Earlier this week I hosted a public meeting and debate on this Bill. It’s a proposal that would effectively legalise voluntary euthanasia, or assisted dying.
The End of Life Choice Bill has evoked strong opinions in both opposition and support of the ideas it confronts.
The Bill, in the name of ACT’s David Seymour, is what we call a conscience issue for Parliament. This means that your local representatives are not bound to vote down political party lines. Instead, it is our job to listen and attempt to reflect the values and positions we believe exist within our communities.

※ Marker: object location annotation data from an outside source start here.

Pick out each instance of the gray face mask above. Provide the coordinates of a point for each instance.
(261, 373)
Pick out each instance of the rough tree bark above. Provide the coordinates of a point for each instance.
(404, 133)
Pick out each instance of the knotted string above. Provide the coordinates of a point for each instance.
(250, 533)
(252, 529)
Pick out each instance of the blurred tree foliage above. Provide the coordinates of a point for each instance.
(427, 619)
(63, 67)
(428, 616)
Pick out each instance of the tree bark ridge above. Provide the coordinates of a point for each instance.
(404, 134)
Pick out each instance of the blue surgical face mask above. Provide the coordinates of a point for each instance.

Parliament is often said to be at its best when MPs have a free vote. We see well-researched and argued points, delivered with passion and meaning. The shackles of the party whips are dropped, and the normally forgone conclusion of votes disappears.
Public debate in the community is also stronger when the public and decision makers are able to come face to face with each other. That’s what we did on Monday.
Speaking at the meeting we had the Bill’s sponsor, David Seymour, speaking in favour of the Bill. My colleague for Helensville, Chris Penk, argued in opposition.
In favour of the Bill, it was argued that the current law is unjust and forces people into harmful circumstances that undermine their dignity at the end of their life. Moreover, there were amble safeguards in place in the Bill to ensure that the decision and circumstances where such choices were made were true reflections of the individual making them.
In opposition, it was argued that the nature of the choice being made was open to undue influence and coercion. Essentially, that it was very hard to tell whether a good decision was being made and the consequence was irreversible and, in that context, the decision could never have enough safeguards.
The 150 or so New Zealanders sitting in the room on Monday will have heard canvassed one of the more challenging topics we will confront this year. It’s one where it’s impossible to please everyone, but I am glad we were able to put on such an event to listen, learn and engage.